Саркисов пожал плечами.
— Ничего не надо в жизни бояться. Вот разве что… Ну да ладно. Не к месту будет.
— Скажите, дядь Свира.
— Подлости надо бояться. Она злей пули. А все остальное… Словом, ничего не бойся. Пиши заявление. А я, если хочешь, сам дам тебе рекомендацию.
Больше воспоминаний не было. Потому что их мгновенно сдуло страхом. Сильным, порывистым, колким страхом, сыпанувшим свои острые ранящие гвозди, казалось, в самый мозг. Что, если Кашеваров узнал его, Саркисова, и надумает обратиться к нему? Да еще напомнит, что рекомендовал его в партию?
Саркисов знал, что нужно отвести взгляд от лица за решеткой, сделать безразличный вид и пойти дальше, вдоль эшелона, но он все смотрел и смотрел в разделенные железным прутом знакомые глаза. Когда лицо в квадратах решетки шевельнулось, он заметил и улыбку. Да, ту самую улыбку, испорченную изуродованной верхней губой.
Только окрик начальника конвоя вывел Саркисова из оцепенения. Он медленно отвел взгляд, но чувствовал, что глаза Свирида Кашеварова провожают его. Даже в вагоне. Даже после того, как паровоз снова набрал предельную скорость.
И странно: были эти глаза точно такими же, как тогда, на комсомольском бюро, как при встрече в цеху, на партийном собрании, где он, Саркисов, был принят кандидатом в члены ВКП(б), как, наконец, на вокзале, при проводах их, нескольких молодых рабочих завода, на учебу в спецшколу.
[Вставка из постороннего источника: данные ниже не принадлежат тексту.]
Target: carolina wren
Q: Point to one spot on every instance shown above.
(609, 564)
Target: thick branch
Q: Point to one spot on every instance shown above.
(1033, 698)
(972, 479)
Саркисов старался и не мог увидеть в этих глазах ни затаенного выжидания, ни хитро спрятанного «классового коварства». Дядя Свира — классовый враг? Политически опасный человек? Шпион? Вредитель?..
Ни одно из предположений не воспринималось как возможное. Но Саркисов не стал размышлять над этим. Его все более и более подавлял страх, и он лихорадочно искал способ защитить себя от столь неожиданной опасности. Тревога его усиливалась еще тем, что по прибытии в лагерь он должен был остаться там в штате охранного персонала. А это означало, что каждый день грозил ему встречей с Кашеваровым. И если дядя Свира признает его да еще на глазах у начальства вздумает, чего доброго, просить о помощи… Мысли мешались и стыли в голове у Саркисова, и он с чувством обреченного отсчитывал часы и дни оставшегося пути.